Yes. See the PythonInvest crypto article and its code for technical indicators on crypto. Having fewer than 1 million rows is fine (the data size is only worth 1 point), and you can add more assets (for example 50 crypto assets) to grow the dataset. If you trade on a specific exchange, consider using that exchange's API instead of Yahoo Finance.

# Can I reuse this project for the MLOps Zoomcamp, or use methods like reinforcement learning?

Yes - you can reuse a project across courses as long as each course's evaluation criteria are met (for MLOps you would add the missing MLOps parts). Alternative methods such as reinforcement learning are welcome; just compare them with the standard approach so you do not lose points on sections like the trading simulation.

# The capstone ideas I brainstormed in homework 1 - am I locked into them, or can I change my project later?

They're not binding.
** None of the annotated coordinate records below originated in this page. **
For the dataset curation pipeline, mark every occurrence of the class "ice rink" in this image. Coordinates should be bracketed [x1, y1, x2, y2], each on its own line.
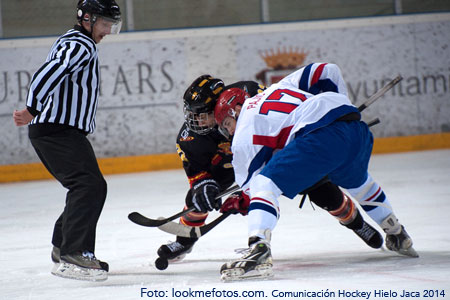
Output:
[0, 150, 450, 300]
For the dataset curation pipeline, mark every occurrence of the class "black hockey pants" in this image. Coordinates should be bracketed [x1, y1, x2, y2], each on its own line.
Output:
[30, 129, 107, 255]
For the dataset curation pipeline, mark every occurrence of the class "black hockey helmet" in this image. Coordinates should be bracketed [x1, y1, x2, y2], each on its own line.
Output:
[183, 75, 225, 134]
[77, 0, 122, 34]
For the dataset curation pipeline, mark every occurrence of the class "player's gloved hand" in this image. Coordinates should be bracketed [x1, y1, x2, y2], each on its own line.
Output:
[192, 179, 222, 212]
[220, 191, 250, 216]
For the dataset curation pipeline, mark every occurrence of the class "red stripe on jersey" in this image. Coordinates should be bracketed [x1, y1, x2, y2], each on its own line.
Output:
[253, 126, 294, 149]
[188, 171, 212, 187]
[310, 64, 326, 87]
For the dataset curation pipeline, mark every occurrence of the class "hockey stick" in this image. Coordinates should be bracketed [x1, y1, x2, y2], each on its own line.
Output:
[128, 185, 239, 227]
[358, 75, 403, 112]
[158, 213, 230, 238]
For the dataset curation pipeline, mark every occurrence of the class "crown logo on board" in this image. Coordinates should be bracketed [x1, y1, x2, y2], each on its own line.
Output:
[259, 47, 308, 70]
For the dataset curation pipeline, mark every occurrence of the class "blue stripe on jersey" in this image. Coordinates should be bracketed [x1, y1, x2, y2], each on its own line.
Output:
[361, 192, 386, 212]
[298, 64, 313, 92]
[242, 146, 273, 186]
[295, 105, 359, 137]
[248, 202, 278, 218]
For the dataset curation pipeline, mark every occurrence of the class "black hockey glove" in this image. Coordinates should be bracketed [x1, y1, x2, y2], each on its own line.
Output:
[192, 179, 222, 212]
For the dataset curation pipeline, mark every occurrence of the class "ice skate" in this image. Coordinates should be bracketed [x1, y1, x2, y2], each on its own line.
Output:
[51, 246, 109, 272]
[340, 209, 383, 249]
[52, 251, 108, 281]
[353, 221, 383, 249]
[158, 237, 198, 262]
[381, 214, 419, 257]
[220, 237, 273, 281]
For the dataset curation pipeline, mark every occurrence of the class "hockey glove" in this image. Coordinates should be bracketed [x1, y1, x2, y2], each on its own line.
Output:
[192, 179, 222, 212]
[220, 191, 250, 216]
Generating ideas early just gets you thinking; you'll learn new things throughout the course, so your project scope can evolve or you can switch ideas entirely.

# Is the project solo, or can I work in a group?

Projects are solo with peer review, since that scales better. You can collaborate at the idea level and get help in Slack, but the code must be your own.

# Can I finish early and get my certificate sooner?

You can do your own research and work ahead, but there's a fixed timeline because projects are peer-reviewed: everyone submits by a set date, then reviews happen together in an open week. You can't get the certificate until you submit and complete your peer reviews.

# Can I start working on my project right away?

Yes - the instructor recommends starting immediately, since completing the project is the most important outcome of the course.

# Can I use generative AI for the capstone project?

Yes. It builds a baseline quickly and lowers the barrier with unfamiliar libraries, but don't lean on it too hard - it tends to produce nonsense when optimizing ML models or improving prediction quality, and wiring all the pieces together still takes your own work.